Depois de um tempo fumando (expressão máxima de sua liberdade, nada contra), você adoece por causa do vício e precisa de um hospital. Como eu acho difícil que você deixe de procurar um médico (e nem deve), com a consciência de que você foi o responsável pela degradação de sua saúde e por isso é corajoso o suficiente para ficar em casa esperando a morte chegar, a minha pergunta seria, quem tem mais direito de ocupar o leito hospitalar, você que fumou a vida toda, ou uma pessoa que adoeceu por puro acaso? (É importante eu deixar claro que tenho consciência da dificuldade de se livrar dos vícios químico e psicológico, não estou tratando dessa questão, mas se mesmo assim você estiver desconfortável com meu exemplo, substitua o vício do fumo por um paraquedas que quase abriu tarde demais – você vai sobreviver).

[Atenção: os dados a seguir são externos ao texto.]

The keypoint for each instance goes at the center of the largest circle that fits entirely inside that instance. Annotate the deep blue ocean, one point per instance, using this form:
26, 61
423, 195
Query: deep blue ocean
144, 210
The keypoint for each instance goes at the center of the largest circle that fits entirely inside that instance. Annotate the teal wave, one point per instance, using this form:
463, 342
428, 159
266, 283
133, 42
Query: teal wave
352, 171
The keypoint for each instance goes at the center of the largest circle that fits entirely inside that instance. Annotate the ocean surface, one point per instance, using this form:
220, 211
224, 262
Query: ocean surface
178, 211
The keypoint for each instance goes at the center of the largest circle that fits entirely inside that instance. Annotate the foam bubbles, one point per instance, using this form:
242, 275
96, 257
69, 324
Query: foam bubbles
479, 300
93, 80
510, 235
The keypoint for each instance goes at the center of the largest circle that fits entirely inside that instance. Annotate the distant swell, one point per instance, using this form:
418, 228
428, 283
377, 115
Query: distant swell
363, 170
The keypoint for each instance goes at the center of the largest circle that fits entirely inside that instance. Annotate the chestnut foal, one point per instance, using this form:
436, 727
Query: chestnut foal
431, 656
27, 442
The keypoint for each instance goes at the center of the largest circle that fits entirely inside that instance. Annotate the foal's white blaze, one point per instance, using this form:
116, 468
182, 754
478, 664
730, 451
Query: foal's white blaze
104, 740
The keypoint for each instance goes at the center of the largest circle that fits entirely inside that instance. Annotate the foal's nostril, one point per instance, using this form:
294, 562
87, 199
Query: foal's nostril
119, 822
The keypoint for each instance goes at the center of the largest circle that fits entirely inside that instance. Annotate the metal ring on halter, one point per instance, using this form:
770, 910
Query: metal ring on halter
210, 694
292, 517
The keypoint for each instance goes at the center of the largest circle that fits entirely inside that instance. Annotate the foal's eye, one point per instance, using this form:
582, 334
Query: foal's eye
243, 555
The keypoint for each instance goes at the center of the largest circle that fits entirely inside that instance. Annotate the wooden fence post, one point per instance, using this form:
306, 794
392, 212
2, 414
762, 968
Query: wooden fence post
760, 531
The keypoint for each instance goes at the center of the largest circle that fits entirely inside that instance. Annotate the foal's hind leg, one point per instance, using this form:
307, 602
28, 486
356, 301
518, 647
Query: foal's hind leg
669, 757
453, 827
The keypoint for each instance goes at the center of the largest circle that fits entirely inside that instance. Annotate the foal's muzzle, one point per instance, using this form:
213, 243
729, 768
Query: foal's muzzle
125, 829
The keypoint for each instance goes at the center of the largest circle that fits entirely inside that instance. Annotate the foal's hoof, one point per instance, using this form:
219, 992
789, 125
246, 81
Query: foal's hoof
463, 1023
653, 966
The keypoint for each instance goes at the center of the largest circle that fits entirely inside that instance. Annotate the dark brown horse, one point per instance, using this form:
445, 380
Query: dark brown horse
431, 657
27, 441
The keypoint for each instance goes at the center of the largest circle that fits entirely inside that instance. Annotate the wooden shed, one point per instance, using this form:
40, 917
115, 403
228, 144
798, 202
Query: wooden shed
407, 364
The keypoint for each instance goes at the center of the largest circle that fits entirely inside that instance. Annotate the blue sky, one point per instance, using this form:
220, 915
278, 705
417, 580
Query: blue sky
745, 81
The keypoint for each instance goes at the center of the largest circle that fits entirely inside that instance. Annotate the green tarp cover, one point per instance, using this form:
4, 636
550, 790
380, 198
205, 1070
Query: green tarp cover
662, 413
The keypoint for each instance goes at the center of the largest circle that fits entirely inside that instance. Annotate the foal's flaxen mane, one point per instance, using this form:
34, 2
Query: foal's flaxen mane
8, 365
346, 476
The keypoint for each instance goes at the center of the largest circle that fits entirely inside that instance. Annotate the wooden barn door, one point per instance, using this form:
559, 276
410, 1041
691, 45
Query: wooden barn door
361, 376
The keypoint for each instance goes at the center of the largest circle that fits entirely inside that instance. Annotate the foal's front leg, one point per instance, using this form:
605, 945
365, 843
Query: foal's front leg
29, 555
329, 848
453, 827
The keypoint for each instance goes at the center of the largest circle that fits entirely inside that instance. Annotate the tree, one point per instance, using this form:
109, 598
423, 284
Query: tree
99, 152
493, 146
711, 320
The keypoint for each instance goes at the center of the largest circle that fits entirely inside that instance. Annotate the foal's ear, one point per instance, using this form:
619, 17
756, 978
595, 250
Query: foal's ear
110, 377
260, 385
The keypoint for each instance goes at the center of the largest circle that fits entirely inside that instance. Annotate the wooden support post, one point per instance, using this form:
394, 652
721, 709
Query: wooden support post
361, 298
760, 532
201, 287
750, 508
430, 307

Não há diferença, vocês dois tem os mesmos direitos por um tratamento. O ponto que queremos discutir está no momento das escolhas. Você tem responsabilidade pela sua saúde não somente por si mesmo, mas porque ela tem um custo para você e para o Estado, consequentemente para o seu vizinho. Justamente vislumbrando isso, o Estado poderia se ver na obrigação de proibir o fumo, preparado para aceitar certos níveis de perdas (as próximas eleições talvez, por causa de medidas "impopulares") em prol do bem da maioria. É o mesmo para educação, segurança e moradia. Nós deveríamos entender isso, mas porque não aceitamos? Umbigo, o problema é o umbigo.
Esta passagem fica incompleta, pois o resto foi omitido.